Merenschwand

Begehrtes Haus am Torbiweiher

Vizeammann Albert Fischer vor dem kleinen Streitobjekt. (ba)

Vizeammann Merenschwand Albert Fischer

Vizeammann Albert Fischer vor dem kleinen Streitobjekt. (ba)

Die Ortsbürgergemeinde Merenschwand lässt das frühere Wochenendhaus «Hüttli» am Torbiweiher sanft renovieren und schreibt das Gebäude zur Vermietung aus. Aber wer glaubt, er dürfe im Haus wohnen, ist schief gewickelt. Für Gesprächsstoff ist gesorgt.

Jörg Baumann

Der Torbiweiher ist ein Zufallsprodukt. Er entstand, nachdem zwischen dem Ersten und dem Zweiten Weltkrieg in diesem Gebiet Torf gestochen wurde. Vizeammann Albert Fischer erinnert sich an seine Jugendzeit: «Früher vergnügte sich die Dorfjugend auf dem Weiher beim Schlittschuhlaufen und Eishockeyspielen.»

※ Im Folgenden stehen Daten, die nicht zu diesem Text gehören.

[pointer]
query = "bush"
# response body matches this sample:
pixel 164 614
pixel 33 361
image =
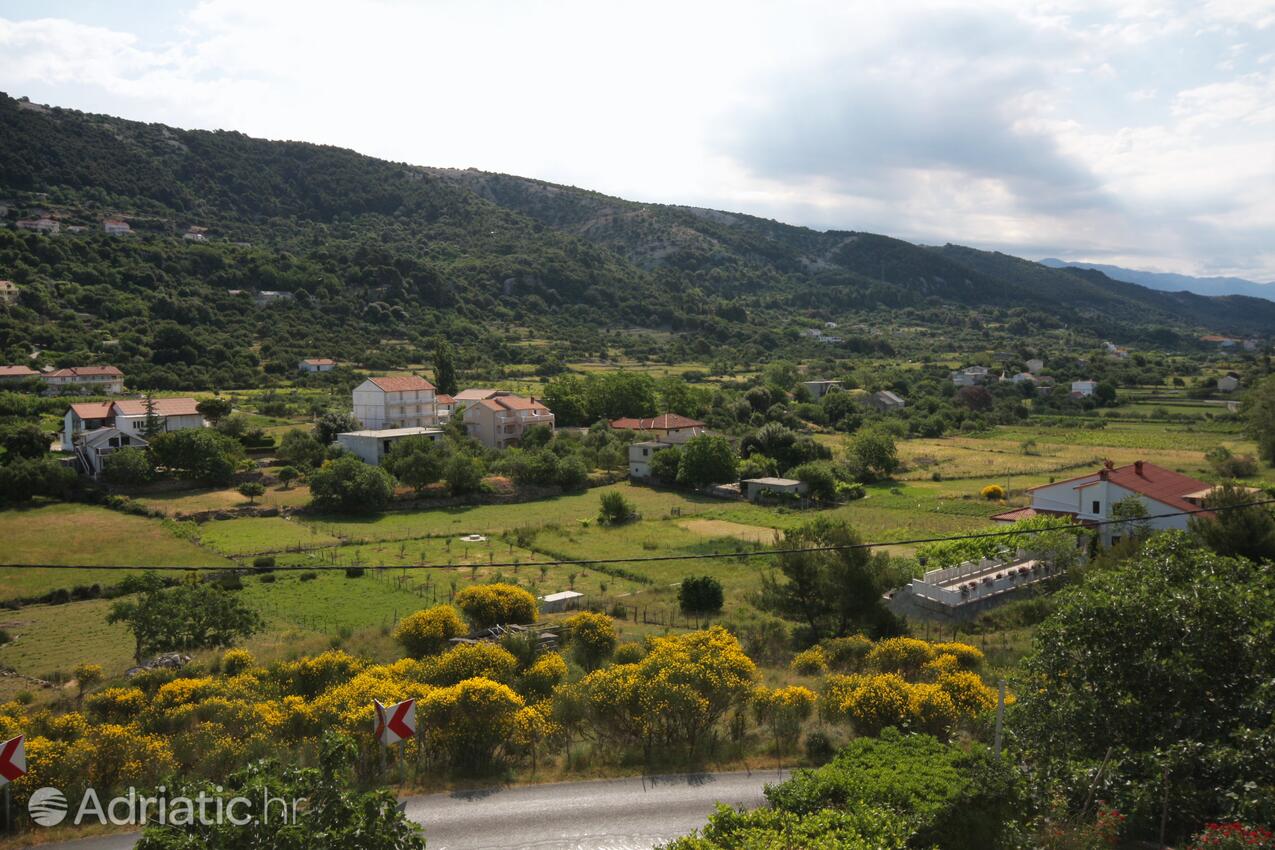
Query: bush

Haus nicht mehr zum Wohnen da

Eine Familie Esslinger, die nicht in Merenschwand wohnte, baute für sich vor fünfzig Jahren am Weiher ein Wochenendhaus, das sie gerne und oft bewohnte. Diese Zeiten sind endgültig vorbei. Die Familie Esslinger gab das Haus auf, die Ortsbürgergemeinde kaufte den Weiher samt dem Gebäude. Der Weiher wurde als Naturschutzgebiet ausgeschieden. Damit änderten sich auch die Rahmenbedingungen, unter denen das Haus am Weiher benützt werden kann. «Als Wochenendhaus ist das Gebäude nicht mehr zugelassen», betont Albert Fischer. «Es ist auch nicht mehr dafür eingerichtet.»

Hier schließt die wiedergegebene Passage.